McGee was cautious on more charter schools coming to Woonsocket. Saying he was for parental choice of school options, he also underscored that charter schools remove a percentage of dollars from the district. McGee notes that the district offers " a very strong, solid and effective education with an extremely dedicated staff. I would take the staff we have here in Woonsocket against any other in the state. We have some very challenging students that we have to educate and its not always easy. Some of the most affluent districts do not have that!"
McGee has singled out attendance as an improvement goal identifying select administrators to find tardy students and correct their patterns. McGee correlates regular attendance and learning as co-dependent factors.
Mayor Lisa Baldelli-Hunt has made a point on numerous occasions that she doesn't listen to AM radio and to use her words last Saturday "And I'll be honest with you, I don't get the opportunity to to be listening to AM local radio and talk shows during the day. If I'm doing that, I'm not doing my job." but she has no problem finding time to speak to AM radio audiences when it helps spread her message. And we commend her for calling at least. Last Saturday she called Larry Poitras and clarified several issues.
On the non-profit tax treaty recently approved by the budget commission, the Mayor defended the move to finalize the deal before too much of the fiscal year elapsed.

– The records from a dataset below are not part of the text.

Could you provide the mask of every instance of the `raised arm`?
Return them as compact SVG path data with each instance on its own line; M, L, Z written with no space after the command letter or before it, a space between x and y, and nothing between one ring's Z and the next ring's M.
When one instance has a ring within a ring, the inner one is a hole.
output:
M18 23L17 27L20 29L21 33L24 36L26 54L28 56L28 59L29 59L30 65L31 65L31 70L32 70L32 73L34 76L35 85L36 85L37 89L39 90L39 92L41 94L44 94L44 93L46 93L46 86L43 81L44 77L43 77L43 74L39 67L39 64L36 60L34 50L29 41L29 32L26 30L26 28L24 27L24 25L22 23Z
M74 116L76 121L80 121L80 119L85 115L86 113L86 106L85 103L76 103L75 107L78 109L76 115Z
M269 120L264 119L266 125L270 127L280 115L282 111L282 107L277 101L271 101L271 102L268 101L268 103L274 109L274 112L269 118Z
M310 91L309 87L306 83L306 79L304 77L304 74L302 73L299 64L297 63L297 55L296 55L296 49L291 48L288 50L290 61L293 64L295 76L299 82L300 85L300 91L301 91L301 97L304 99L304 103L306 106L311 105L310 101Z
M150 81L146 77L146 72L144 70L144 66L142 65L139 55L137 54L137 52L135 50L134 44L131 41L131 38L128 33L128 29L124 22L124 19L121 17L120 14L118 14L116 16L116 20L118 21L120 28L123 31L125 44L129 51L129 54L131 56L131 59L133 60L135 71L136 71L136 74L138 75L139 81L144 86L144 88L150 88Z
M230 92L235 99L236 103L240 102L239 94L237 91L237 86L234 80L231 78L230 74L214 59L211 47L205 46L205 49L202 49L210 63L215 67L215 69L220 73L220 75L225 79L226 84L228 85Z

The leadership of the clubs were disappointed that a city council workshop did not get scheduled but they wanted closure on their tax liability. The said it was time to act, workshop or no worship. Council President Albert Brien says the budget commission may have violated state law but not having a public hearing on the matter.
On the communication between the mayor and the city council president, she says it is non-existent. She wants a " point person I can communicate with." She listed all council members except Albert Brien as people who contact her regularly about city business. The conversation suggested that another move to replace Brien would be something she would be comfortable with. As far as working out a relationship she added " I am in my office everyday....so I am very accessible mayor and the other councilors can tell you that."
Poitras asked about the vacant land at Diamond Hill Road and Mendon Road where Vermette's Restaurant used to be. The Mayor said the state still plans to make intersection improvements. She also expects ground to be broken for a new Dunkin Donuts to be constructed at that site. Poitras also quizzed the Mayor about the Mendon Road vacant land leading into Highland Park. Baldelli-Hunt expect Cumberland Farms to build one of their new premium retail store designs.
From Tuesday night's city council meeting the Mayor revealed a new plan to create an athletic campus next to the high school on Cass Avenue. This change would provide space closer the school using land from Cass Park, Renaud Field and The Dionne walking track. A design plan is underway to create a possible layout. The mayor hopes to use Barry Field to generate revenue and use that money for school specific purposes. She also has a $250,000 "allotment" to improve the Cass Avenue fields she said came through the General Assembly. She did not say how Barry Field land would generate money. More to come on that idea.
Mayor Baldelli-Hunt also revealed plans to relocate the RIPTA bus stop under the train trestle to another location. A new shelter structure once used at Kennedy Plaza in Providence has been placed in storage for Woonsocket. The shelters have a copper roof, etched glass and jewel sided. The new location is set for the lower Clinton Street. If and when this happens, Baldelli-Hunt would accomplish something two earlier mayors talked about but were never able to bring about. Larry Poitras, local talk show host, has complained about the traffic bottleneck and eyesore the site has created and can now sleep peacefully that one of his pet peeves is about to be solved.